= Chingford South water treatment works =

The Chingford South water treatment works is a 58 million litre per day water processing facility commissioned in 2005 and located adjacent to the William Girling reservoir in north east London.

== Background ==
In March 2003 Thames Water identified that by 2005 there would be a deficit in water treatment and supply capacity in North London. To address this deficit a new water treatment facility was constructed on 1.5 ha site adjacent to the William Girling reservoir and the A110 road.

== Facilities ==
The Chingford South works abstracts water from the surface waters of the William Girling and King George V reservoirs at up to 40 million litre per day (Ml/d) available throughout the year, and up to 18 Ml/d from the North London Abstraction and Recharge scheme boreholes for up to six months of the year.

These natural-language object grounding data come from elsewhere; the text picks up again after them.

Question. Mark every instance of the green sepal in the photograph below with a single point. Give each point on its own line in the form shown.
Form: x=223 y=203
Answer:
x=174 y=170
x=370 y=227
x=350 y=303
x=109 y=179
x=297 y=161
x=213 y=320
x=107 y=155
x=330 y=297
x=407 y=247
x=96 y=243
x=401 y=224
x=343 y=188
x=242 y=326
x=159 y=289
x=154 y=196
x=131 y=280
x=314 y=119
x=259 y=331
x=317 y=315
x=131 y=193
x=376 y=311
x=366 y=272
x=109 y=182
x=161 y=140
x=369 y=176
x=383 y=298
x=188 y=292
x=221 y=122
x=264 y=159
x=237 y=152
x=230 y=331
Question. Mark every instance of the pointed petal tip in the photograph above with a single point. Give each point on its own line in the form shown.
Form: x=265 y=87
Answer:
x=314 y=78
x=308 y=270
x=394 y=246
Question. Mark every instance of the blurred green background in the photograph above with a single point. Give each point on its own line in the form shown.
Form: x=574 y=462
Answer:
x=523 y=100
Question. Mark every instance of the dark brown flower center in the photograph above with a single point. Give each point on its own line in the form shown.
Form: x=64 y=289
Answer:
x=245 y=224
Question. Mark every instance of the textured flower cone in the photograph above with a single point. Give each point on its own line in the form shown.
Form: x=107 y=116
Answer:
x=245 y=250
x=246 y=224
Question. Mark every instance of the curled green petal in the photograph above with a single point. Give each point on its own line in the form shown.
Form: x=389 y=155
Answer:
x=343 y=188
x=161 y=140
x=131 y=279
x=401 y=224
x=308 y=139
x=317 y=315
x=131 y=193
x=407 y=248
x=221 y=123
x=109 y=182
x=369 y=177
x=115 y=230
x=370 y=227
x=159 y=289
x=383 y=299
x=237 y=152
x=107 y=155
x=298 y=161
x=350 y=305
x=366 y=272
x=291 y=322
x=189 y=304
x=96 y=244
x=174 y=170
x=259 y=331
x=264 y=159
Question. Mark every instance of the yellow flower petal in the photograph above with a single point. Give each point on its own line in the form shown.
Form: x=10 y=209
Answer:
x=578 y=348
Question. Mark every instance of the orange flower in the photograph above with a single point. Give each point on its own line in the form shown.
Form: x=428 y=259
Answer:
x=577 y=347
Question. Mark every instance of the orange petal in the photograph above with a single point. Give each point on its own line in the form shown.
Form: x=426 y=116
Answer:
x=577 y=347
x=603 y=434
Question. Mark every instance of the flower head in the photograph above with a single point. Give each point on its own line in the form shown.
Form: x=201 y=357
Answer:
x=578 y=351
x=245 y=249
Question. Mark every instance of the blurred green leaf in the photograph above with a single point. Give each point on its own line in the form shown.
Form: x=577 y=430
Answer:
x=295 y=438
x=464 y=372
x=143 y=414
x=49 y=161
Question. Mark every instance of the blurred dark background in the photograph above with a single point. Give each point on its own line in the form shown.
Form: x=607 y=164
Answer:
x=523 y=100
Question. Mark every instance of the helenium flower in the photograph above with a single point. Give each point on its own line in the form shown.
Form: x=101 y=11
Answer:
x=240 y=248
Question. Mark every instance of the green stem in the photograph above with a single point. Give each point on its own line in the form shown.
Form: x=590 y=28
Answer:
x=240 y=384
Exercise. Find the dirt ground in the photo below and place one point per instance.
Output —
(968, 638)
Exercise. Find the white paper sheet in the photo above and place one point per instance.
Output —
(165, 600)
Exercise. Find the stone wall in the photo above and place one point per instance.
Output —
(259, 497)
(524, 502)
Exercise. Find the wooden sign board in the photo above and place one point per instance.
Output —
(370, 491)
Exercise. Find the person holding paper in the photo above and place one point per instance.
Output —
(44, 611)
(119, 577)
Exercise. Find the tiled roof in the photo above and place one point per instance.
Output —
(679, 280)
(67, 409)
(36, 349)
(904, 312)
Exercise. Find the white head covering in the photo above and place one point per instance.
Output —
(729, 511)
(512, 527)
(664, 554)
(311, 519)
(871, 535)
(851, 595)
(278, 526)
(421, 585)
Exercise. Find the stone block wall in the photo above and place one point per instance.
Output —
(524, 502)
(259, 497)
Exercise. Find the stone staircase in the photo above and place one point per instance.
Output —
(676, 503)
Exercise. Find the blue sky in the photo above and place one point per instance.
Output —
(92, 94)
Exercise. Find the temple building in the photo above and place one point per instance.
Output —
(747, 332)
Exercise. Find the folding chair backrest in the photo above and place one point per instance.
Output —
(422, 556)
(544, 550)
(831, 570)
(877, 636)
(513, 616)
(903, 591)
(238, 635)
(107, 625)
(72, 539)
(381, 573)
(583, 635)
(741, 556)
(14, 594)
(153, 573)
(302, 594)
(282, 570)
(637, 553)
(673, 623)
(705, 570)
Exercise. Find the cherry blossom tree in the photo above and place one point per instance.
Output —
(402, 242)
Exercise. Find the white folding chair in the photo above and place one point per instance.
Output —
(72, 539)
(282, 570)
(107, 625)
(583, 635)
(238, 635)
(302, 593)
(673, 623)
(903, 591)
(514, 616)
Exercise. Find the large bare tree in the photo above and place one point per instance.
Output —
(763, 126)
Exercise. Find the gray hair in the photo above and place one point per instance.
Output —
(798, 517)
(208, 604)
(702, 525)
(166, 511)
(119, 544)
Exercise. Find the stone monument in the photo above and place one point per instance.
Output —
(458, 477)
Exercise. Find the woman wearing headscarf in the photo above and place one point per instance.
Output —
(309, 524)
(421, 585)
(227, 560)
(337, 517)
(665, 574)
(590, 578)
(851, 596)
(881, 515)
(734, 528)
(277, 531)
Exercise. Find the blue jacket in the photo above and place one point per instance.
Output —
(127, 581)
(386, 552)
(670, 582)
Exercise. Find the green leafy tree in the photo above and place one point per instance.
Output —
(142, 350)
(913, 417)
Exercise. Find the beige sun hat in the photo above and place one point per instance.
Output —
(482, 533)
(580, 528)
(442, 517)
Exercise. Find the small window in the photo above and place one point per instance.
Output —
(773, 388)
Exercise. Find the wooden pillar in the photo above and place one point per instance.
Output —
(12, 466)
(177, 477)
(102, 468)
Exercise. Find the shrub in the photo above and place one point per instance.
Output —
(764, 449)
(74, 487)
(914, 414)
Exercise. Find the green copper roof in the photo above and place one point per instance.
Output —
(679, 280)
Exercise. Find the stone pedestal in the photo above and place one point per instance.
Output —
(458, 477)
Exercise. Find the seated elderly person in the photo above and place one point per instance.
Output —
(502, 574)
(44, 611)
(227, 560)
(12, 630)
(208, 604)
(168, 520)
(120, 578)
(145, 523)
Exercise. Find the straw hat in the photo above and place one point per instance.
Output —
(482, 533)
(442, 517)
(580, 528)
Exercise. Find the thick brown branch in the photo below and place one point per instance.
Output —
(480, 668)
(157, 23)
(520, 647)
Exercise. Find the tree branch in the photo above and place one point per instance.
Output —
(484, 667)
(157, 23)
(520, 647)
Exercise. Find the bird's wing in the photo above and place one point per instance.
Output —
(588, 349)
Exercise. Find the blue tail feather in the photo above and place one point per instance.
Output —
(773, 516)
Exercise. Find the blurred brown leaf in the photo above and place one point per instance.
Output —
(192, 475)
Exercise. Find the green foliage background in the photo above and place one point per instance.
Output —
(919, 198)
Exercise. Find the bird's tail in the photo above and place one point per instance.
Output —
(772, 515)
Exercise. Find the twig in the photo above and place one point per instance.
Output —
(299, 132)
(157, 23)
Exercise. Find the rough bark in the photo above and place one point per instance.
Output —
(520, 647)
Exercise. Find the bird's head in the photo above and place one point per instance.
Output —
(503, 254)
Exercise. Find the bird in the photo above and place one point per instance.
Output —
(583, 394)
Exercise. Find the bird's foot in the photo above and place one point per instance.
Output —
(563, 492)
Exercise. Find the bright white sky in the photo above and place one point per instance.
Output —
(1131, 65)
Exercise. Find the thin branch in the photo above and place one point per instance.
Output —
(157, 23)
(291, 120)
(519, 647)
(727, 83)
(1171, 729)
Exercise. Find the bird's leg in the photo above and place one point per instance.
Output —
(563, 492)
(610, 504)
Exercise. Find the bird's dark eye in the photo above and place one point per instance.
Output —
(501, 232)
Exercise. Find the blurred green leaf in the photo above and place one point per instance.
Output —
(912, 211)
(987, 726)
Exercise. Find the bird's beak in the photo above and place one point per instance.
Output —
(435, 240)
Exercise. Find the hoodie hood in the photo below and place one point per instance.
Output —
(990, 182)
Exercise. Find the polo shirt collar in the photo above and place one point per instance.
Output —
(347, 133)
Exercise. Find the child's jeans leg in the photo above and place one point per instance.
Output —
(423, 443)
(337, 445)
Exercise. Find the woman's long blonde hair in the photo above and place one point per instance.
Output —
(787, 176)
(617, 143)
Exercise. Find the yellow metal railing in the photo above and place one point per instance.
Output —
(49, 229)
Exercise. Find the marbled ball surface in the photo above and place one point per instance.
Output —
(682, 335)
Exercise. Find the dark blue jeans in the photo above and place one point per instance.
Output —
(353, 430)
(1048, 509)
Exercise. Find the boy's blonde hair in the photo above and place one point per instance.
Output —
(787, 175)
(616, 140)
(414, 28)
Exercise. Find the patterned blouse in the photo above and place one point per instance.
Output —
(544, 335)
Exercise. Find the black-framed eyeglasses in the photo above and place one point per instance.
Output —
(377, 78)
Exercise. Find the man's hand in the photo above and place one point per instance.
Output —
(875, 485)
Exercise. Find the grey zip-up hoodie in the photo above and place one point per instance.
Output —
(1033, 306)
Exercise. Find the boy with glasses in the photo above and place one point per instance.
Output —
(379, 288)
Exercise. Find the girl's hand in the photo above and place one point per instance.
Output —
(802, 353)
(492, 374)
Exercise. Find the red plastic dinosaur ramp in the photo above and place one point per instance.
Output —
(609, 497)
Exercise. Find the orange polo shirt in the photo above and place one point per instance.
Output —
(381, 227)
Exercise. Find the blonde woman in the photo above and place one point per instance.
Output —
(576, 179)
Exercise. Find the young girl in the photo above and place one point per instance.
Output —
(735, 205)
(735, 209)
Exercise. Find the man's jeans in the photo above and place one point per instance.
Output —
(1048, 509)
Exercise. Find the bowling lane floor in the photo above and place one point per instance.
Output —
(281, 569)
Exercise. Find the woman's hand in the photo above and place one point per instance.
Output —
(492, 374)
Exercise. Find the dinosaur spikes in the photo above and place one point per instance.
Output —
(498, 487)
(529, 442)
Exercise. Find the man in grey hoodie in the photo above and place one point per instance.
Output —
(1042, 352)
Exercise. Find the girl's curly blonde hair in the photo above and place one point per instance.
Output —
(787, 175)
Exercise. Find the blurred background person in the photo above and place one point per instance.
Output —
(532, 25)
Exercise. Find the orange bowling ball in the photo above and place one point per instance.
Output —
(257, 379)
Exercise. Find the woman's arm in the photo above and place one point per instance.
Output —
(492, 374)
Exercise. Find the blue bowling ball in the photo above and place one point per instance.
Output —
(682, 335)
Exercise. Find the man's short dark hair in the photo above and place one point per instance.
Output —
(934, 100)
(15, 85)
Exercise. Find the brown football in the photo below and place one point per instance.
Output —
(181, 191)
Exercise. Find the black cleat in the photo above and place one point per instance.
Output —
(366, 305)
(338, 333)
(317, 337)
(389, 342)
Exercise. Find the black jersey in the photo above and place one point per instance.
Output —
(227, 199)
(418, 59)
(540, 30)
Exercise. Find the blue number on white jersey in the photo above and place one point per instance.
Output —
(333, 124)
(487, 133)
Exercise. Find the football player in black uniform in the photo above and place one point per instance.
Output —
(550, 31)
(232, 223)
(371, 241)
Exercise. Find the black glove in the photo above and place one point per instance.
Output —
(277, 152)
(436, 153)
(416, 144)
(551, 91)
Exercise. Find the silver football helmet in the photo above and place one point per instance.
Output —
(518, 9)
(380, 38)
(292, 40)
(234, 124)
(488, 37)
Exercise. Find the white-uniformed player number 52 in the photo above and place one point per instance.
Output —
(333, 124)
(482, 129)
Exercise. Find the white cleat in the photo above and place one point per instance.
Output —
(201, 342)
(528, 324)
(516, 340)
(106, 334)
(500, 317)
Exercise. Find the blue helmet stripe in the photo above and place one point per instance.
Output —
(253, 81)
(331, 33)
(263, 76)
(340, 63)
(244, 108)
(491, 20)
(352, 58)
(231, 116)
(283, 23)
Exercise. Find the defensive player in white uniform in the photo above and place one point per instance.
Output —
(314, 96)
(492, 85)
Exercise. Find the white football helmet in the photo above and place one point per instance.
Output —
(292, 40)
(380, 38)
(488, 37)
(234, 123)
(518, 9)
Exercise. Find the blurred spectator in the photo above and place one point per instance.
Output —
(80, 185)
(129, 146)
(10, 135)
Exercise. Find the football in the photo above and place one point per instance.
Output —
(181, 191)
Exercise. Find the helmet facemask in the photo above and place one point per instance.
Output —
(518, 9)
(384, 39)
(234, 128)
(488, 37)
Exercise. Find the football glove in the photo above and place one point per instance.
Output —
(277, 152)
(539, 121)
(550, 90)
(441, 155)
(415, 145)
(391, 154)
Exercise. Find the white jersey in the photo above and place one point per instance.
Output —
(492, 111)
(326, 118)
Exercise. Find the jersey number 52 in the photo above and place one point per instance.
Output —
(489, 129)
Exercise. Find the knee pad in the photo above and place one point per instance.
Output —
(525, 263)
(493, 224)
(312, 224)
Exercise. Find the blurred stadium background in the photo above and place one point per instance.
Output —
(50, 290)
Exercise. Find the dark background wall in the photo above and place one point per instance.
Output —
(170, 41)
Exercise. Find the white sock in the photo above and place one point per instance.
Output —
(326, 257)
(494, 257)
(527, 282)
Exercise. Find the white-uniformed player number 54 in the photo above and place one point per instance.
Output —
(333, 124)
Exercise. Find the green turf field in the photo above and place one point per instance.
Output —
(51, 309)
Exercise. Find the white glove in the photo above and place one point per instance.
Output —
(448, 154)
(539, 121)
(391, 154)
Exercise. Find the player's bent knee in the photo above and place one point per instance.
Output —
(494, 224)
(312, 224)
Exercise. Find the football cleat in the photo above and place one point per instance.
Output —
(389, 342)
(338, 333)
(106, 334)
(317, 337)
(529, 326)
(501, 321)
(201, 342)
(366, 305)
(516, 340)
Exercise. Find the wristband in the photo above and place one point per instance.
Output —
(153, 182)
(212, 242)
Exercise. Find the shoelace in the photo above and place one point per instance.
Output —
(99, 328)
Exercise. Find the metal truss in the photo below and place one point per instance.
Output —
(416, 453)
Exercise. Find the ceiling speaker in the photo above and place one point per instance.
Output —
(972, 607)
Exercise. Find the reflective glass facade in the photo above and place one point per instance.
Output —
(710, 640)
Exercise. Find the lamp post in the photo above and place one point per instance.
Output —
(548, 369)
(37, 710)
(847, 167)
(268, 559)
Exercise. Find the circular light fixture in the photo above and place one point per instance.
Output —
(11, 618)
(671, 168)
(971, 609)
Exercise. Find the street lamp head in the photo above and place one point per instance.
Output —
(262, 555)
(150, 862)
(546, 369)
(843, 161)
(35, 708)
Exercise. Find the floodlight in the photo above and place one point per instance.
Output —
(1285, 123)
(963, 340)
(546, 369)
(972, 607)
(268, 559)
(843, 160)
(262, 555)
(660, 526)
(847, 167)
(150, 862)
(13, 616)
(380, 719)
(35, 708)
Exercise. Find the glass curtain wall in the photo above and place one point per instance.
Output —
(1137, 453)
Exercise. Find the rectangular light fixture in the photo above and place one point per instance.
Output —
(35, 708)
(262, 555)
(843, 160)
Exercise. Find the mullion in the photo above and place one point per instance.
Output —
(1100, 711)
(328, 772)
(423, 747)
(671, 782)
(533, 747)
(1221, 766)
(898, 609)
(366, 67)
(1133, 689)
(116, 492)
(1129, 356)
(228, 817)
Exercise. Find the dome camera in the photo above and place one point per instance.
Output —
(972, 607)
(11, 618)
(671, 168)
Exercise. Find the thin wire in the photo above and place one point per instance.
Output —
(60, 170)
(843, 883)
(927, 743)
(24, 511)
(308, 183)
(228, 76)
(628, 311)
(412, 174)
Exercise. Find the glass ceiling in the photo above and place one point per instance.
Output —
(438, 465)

The plant is housed in five major buildings:

- Low lift pumping station
- Main process plant (70m by 40m)
- Lamella clarifier plant
- Ozone generation and contactor
- High lift pumping station

The main process units are dissolved air flotation (DAF) and rapid gravity filters (RGF).

Steel tanks were used instead of conventional concrete tanks. Although their design life of 25 years is shorter than concrete tanks (60 years), construction time was faster.

The works were constructed over the period April 2004 to September 2005. The completed plant was handed over to Thames Water in November 2005. The cost was £43 million.